Avinger Completes Enrollment in Trial of Forward-Looking OCT, CTO-Crossing Catheter

 

July 5, 2012

July 5, 2012 — Avinger Inc., a medical device manufacturer of multifunctional catheters for treating patients with peripheral artery disease (PAD), announced in June that it has successfully completed enrollment in its CONNECT II global clinical trial. PAD is a silent epidemic that affects 8 to 12 million adults in the United States and 30 million globally, and is the leading cause of amputation in patients over 50. A study published in the January 2012 issue of the American Heart Association journal Circulation claims that PAD is an unsung “pandemic” that afflicts even more women than men.

CONNECT II is a global clinical study that evaluated the safety and efficacy of Ocelot, the first interventional chronic total occlusion- (CTO) crossing catheter to use real-time intravascular imaging technology called optical coherence tomography (OCT). It allows physicians to cross, see and navigate inside totally blocked arteries in the legs of patients suffering from PAD.

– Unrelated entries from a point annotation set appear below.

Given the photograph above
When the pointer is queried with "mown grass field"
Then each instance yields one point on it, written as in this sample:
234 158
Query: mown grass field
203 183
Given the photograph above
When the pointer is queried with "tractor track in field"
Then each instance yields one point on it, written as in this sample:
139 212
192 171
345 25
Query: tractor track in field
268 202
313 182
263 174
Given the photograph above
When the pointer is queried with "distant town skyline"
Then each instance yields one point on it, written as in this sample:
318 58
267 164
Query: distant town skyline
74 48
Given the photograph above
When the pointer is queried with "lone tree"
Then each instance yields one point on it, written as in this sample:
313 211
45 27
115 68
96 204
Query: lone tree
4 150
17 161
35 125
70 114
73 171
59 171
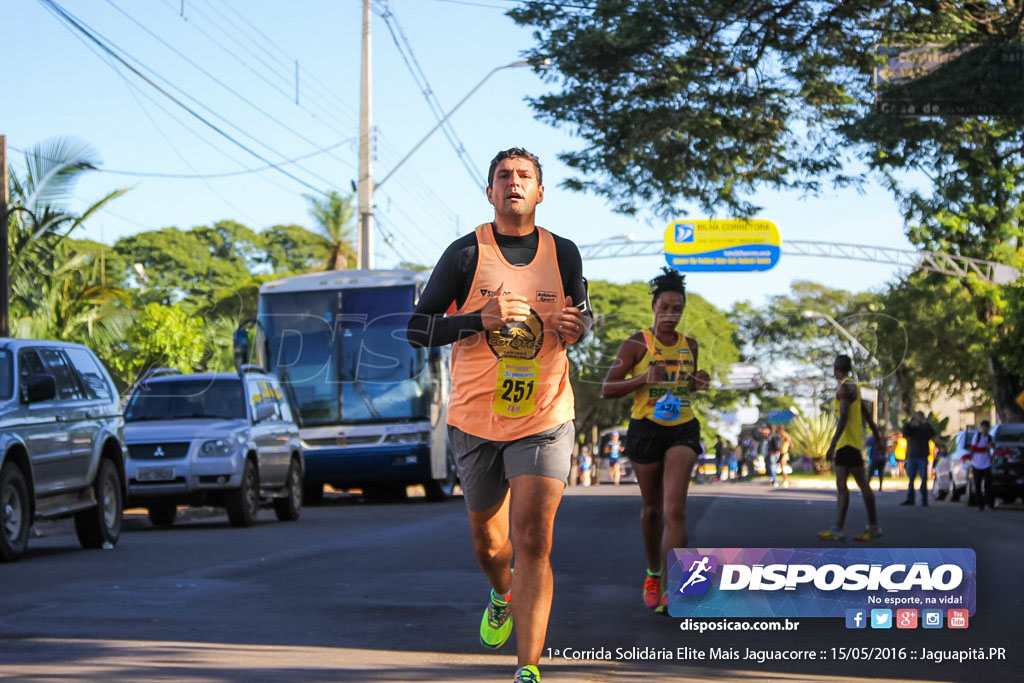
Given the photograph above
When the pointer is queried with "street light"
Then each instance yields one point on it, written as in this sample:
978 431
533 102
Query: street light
843 331
846 333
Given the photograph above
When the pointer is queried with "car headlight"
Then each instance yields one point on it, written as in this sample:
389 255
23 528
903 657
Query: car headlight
217 447
408 437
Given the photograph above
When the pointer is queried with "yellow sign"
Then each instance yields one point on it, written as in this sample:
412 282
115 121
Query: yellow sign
722 245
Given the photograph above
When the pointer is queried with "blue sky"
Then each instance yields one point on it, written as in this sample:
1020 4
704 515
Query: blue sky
55 85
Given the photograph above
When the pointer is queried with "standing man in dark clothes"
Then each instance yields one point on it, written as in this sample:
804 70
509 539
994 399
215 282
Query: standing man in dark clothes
918 433
719 454
510 297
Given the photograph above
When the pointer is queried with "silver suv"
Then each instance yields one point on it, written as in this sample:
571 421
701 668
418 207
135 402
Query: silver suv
224 439
60 443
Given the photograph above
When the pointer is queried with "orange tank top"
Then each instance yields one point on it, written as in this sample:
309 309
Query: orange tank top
512 382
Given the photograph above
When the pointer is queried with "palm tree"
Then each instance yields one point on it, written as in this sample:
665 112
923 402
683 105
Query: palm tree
333 217
56 293
812 436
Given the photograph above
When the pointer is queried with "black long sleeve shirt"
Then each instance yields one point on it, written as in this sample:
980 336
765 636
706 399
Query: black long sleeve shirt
454 275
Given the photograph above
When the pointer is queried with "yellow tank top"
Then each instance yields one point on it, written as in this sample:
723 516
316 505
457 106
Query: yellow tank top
666 402
853 435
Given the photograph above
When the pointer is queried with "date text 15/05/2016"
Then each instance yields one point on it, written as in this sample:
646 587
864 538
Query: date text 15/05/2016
732 653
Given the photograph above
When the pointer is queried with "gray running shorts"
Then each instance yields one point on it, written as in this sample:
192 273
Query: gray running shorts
485 466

“We are pleased to reach this significant milestone ahead of schedule and already see promising preliminary data collected,” said Avinger CEO and founder John B. Simpson. “We appreciate the patient participation and dedicated efforts of our employees, physician investigators and their research staffs. Together, we are now one step closer to bringing the Ocelot technology to patients who need it most.”

The company will present CONNECT II aggregate results at the VIVA conference in October 2012, file a 510K with the U.S. Food and Drug Administration (FDA) later this summer, and expects to receive 510K clearance in late 2012. In order to ensure Ocelot is available for use at U.S. CONNECT II sites during the 510K review period, Avinger has also requested FDA approval of an additional 125 patients to be enrolled and treated in a continued-access cohort.

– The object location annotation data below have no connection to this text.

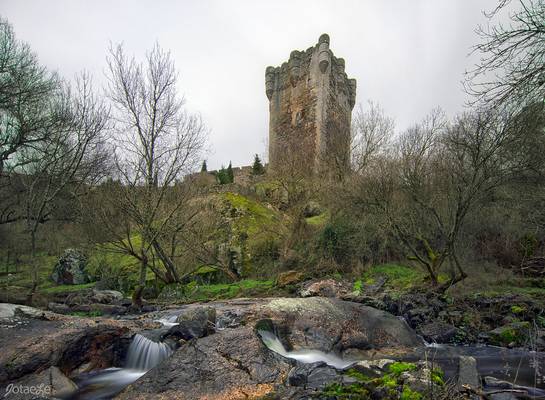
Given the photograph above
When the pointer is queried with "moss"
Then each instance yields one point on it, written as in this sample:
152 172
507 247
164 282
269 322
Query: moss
68 288
318 220
516 332
517 309
389 386
398 276
409 394
346 392
398 368
438 376
255 216
358 286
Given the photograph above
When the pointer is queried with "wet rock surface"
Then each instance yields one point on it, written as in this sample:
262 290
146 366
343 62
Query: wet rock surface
229 364
33 340
71 268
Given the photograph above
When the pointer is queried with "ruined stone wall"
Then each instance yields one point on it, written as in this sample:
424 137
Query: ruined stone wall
310 105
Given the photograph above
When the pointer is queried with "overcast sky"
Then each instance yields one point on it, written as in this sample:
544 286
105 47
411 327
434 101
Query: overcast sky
409 56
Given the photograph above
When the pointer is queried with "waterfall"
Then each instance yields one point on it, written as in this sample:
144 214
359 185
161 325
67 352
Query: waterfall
305 356
144 354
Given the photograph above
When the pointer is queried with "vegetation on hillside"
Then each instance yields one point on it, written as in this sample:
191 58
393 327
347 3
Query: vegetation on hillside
452 203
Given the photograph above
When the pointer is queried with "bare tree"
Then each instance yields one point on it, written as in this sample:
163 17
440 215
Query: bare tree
372 132
511 67
157 142
26 92
437 177
66 163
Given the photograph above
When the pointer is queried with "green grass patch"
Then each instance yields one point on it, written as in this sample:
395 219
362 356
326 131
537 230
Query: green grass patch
398 276
255 217
398 368
23 277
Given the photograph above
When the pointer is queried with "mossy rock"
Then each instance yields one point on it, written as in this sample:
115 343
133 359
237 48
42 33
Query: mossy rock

CONNECT II is a prospective, multicenter, nonrandomized global clinical study that evaluated 100 PAD patients with femoropopliteal CTO lesions at 15 hospital and clinic sites, including two in the European Union, where Ocelot received CE mark in 2011. As part of the trial, an independent group of physicians are reviewing the angiographic results to determine Ocelot’s safety and efficacy.